Lysine succinylation (Ksu) is a dynamic and reversible post-translational modification that plays an important role in many biological processes. Although recent research has analyzed Ksu plant proteomes, little is known about the scope and cellular distribution of Ksu in rice seedlings. Here, we report high-quality proteome-scale Ksu data for rice seedlings. A total of 710 Ksu sites in 346 proteins with diverse biological functions and subcellular localizations were identified in rice samples. About 54% of the sites were predicted to be localized in the chloroplast. Six putative succinylation motifs were detected. Comparative analysis with succinylation data revealed that arginine (R), located downstream of Ksu sites, is the most conserved amino acid surrounding the succinylated lysine. KEGG pathway category enrichment analysis indicated that carbon metabolism, tricarboxylic acid cycle (TCA) cycle, oxidative phosphorylation, photosynthesis, and glyoxylate and dicarboxylate metabolism pathways were significantly enriched. Additionally, we compared published Ksu data from rice embryos with our data from rice seedlings and found conserved Ksu sites between the two rice tissues. Our in-depth survey of Ksu in rice seedlings provides the foundation for further understanding the biological function of lysine-succinylated proteins in rice growth and development.

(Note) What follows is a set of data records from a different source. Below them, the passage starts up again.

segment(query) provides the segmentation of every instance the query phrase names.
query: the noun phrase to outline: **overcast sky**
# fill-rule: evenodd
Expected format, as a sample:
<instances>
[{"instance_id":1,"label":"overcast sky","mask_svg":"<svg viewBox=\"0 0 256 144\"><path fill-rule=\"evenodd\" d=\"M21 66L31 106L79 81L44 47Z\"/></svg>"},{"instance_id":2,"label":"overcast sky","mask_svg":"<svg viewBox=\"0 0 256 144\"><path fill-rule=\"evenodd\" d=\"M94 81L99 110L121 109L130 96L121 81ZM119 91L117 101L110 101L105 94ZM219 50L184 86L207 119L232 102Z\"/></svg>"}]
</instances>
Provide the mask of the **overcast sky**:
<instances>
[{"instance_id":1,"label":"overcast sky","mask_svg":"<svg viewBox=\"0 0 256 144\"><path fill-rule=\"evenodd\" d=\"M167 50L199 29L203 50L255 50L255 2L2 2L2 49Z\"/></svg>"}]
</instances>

Keywords: lysine succinylation; post-translational modification; rice seedlings.

Figure 1

Representative MS/MS spectra of succinylpetides from three proteins: (a) succinylated peptide _LVYTNDQGEIVK(su)GVCSNFLCDLKPGSDVK_ with a succinylated site at K177 from the chloroplast protein petH-ferredoxin-NADP(+) reductase (Q0DF89); (b) succinylated peptide _IVSSIEQK(su)EEGR_ with a succinylated site at K70 from the 14-3-3-like protein GF14c (Q6ZKC0); and (c) succinylated peptide _DNIQGITK(su)PAIR_ with a succinylated site at K31 from histone H4(Q7XUC9).

Figure 2

Motif analysis of all identified lysine succinylation (Ksu) sites. (a) Succinylation motifs and conservation of succinylation sites. The size of each letter corresponds to the frequency of that amino acid residue. (b) Heat map of the amino acid compositions of the succinylated sites showing the frequency of different amino acids surrounding the succinylated lysine.

Figure 3

(a) GO Classification of succinylated proteins based on second-level terminology. (b) Subcellular localization of the identified succinylated proteins from GO analysis.

Figure 4

Protein domain enrichment analysis of succinylated proteins in rice seedlings.

Figure 5

Protein succinylation regulates diverse metabolic pathways in rice. (a) KEGG pathway-based enrichment analysis of the identified proteins. (b,c) Key enzyme with succinyl post-translational modifications (PTM) in photosynthesis pathways.

Figure 6

Comparing lysine succinylated proteins between rice embryo and seedling. (a,b) Venn diagram of succinylated proteins and sites that overlapped in embryos and seedlings; 80 protein contained Ksu sites in both embryos and seedlings, and only 122 Ksu sites had conserved motifs. (c) Subcellular localization of the overlapping succinylated and acetylated proteins in rice embryos and seedlings.

Figure 7

Lysine succinylation and acetylation of individual protein sites in rice: (a,b) Venn diagram of overlapping PTM proteins and sites in rice embryos; 134 proteins contained both lysine acetylation (Kac) and Ksu sites in the embryo, and 131 sites overlapped. (c) Subcellular localization of overlapping succinylated and acetylated proteins in rice emybros. (d,e) Venn diagram of overlapping PTM proteins and sites in rice seedling; 124 proteins contained both Kac and Ksu sites, and 104 sites overlapped. (f) Subcellular localization of overlapping succinylated and acetylated proteins in rice seedling.